If only she knew, so that she could show them.

She passed the hulking forms of the shrubs, went into the flower garden. Other than the occasional birdsong, the fog dampened any noise and cocooned her in precious quiet.

Then, after exiting the gardens and wandering across the lawn until she couldn’t make out so much as an outline of the house behind her, after climbing a hill, she heard sweet music—the crash of waves on shore. Brook hurried up the remaining rise and sucked in a breath at the scene before her.

Perhaps a storm raged somewhere out at sea, for the water rose and fell in a froth of whitecaps, choppy and savage. A blurry impression of white floated about the horizon, where the sun struggled to stake its claim on the day. A gull screeched and dove.

This was beauty. This could be home. More than the high ceilings and masterful plasterwork, the gleaming chandeliers. Those had evoked something in her, yes. But they hadn’t beckoned like the sea.

The words she had read last night from Hosea echoed now in her mind. “
Therefore they shall
be as the morning cloud and as the early dew
that passeth away, as the chaff that is driven with
the whirlwind out of the floor, and as the smoke
out of the chimney. Yet I am the Lord thy
God
. . . .”

She drew in a deep breath, pulled her coat tighter around
her. And listened for the Lord in the clap of surf, where she always heard Him best. Where He lurked from time eternal, no matter what else may change around her.
Let me not be like the mist,
mon Dieu
, she prayed.
Let me not vanish into it
in this strange new place
.

A horse’s pounding hooves broke through the stillness mere seconds before a startled whinny brought her around. The beast reared only a few feet away, sending a spray of sandy earth in her direction.

It was a fine creature, one that spoke of wealth and a keen eye. She stepped to the side and murmured a soothing phrase in French while its master called out a harsh “Whoa!”

Her focus traveled from horse to man, and she barely held in a gasp. Obviously a man of means, the rider bespoke masculine beauty in his every line. Muscled legs, tapered waist, broad shoulders, a perfect face.

But it was the eyes, dark as jet, that made her stomach clench with the memory of the dream, that made her want to turn and run all the way to Monaco.

“Good morning.” His voice was all it should be. Smooth and cultured, a rich baritone. But it made her retreat a step. As did the way his gaze swept over her. “Are you lost, Miss . . . ?”

She had the sudden urge to babble something fast and senseless in Monegasque. But it felt cowardly, so instead she lifted her chin in the way Maman had taught her. “I am not lost.”

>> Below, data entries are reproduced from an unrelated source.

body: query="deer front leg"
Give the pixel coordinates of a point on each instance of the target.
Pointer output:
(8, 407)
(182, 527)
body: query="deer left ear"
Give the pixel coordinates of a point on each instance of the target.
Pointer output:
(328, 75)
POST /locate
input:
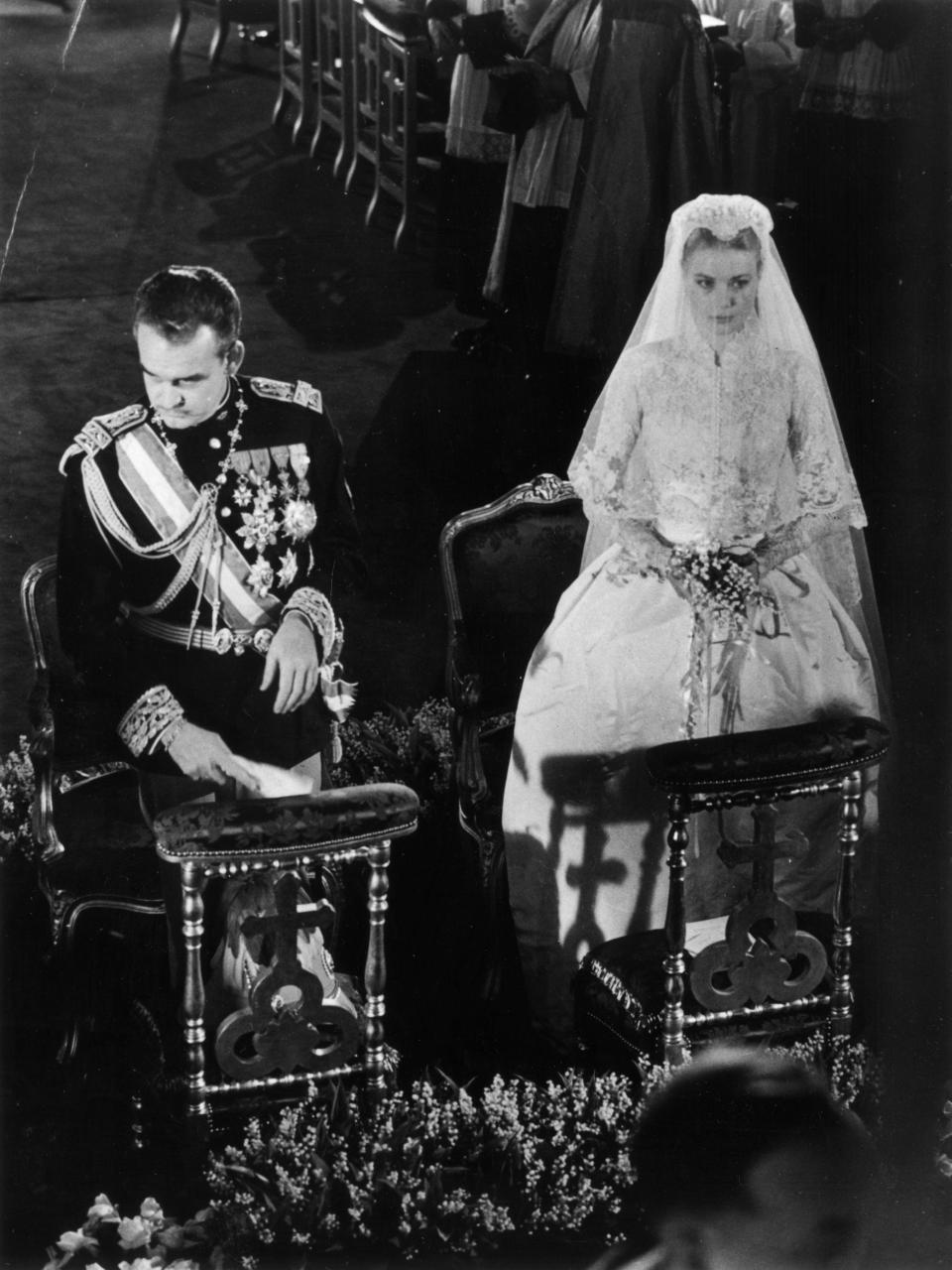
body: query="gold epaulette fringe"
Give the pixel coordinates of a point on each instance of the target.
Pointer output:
(298, 394)
(102, 431)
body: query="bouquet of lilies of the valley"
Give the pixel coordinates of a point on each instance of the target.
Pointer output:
(148, 1241)
(16, 801)
(719, 584)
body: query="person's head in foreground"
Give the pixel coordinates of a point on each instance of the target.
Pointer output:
(747, 1162)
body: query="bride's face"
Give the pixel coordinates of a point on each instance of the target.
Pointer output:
(721, 289)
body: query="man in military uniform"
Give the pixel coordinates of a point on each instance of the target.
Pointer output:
(207, 534)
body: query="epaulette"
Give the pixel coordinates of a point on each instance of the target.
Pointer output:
(102, 431)
(298, 394)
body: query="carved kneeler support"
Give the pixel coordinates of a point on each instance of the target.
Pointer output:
(296, 1024)
(765, 965)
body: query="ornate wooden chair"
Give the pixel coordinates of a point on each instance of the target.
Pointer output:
(397, 127)
(645, 992)
(296, 63)
(291, 1032)
(93, 849)
(503, 567)
(225, 12)
(333, 75)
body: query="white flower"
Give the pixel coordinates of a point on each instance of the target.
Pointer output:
(261, 576)
(75, 1241)
(299, 518)
(134, 1232)
(103, 1210)
(289, 568)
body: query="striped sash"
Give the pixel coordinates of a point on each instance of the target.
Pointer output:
(169, 500)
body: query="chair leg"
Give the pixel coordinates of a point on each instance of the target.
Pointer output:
(376, 965)
(675, 930)
(851, 824)
(193, 1000)
(179, 28)
(218, 37)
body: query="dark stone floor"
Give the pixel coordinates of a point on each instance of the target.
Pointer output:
(111, 168)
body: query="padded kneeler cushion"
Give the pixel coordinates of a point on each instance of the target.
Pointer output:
(747, 760)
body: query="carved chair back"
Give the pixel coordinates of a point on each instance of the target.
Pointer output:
(504, 568)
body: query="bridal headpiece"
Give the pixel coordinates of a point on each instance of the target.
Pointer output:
(724, 214)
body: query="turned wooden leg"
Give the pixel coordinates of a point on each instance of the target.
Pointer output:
(849, 826)
(376, 968)
(674, 930)
(179, 28)
(193, 997)
(218, 37)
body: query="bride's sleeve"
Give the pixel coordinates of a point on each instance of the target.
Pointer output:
(828, 498)
(601, 462)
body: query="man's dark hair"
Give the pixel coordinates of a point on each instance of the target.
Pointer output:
(181, 298)
(703, 1130)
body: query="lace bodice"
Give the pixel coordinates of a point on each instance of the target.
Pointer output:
(720, 449)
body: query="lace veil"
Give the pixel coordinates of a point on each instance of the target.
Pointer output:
(841, 556)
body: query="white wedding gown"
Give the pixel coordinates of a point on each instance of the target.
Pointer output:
(708, 449)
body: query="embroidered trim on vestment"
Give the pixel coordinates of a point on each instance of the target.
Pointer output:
(146, 719)
(316, 611)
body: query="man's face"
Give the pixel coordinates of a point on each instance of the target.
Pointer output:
(185, 382)
(809, 1211)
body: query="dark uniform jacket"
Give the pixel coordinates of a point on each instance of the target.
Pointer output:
(287, 535)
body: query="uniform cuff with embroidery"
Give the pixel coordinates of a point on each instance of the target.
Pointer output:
(146, 720)
(315, 608)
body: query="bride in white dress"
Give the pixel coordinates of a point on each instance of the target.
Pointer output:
(724, 588)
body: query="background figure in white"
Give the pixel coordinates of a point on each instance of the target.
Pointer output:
(476, 155)
(714, 447)
(760, 60)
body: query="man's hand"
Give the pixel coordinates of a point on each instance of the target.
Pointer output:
(203, 756)
(552, 85)
(294, 658)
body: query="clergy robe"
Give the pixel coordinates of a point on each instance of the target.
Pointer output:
(649, 145)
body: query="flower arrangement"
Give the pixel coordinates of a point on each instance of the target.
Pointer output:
(17, 789)
(151, 1239)
(412, 747)
(943, 1153)
(719, 584)
(433, 1166)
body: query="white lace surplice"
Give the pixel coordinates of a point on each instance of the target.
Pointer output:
(717, 453)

Horse calm again, the man dismounted and held the reins in one hand. The smile he gave her made unease skitter over her neck. How far had she wandered from the house? Too far, certainly, for anyone to hear her if she screamed.

But this was a gentleman. Surely it was only the nightmare, the mist, his unexpected appearance that made her uneasy. Surely she would laugh at herself once the sun broke through the clouds and she had a cup of strong coffee to bolster her.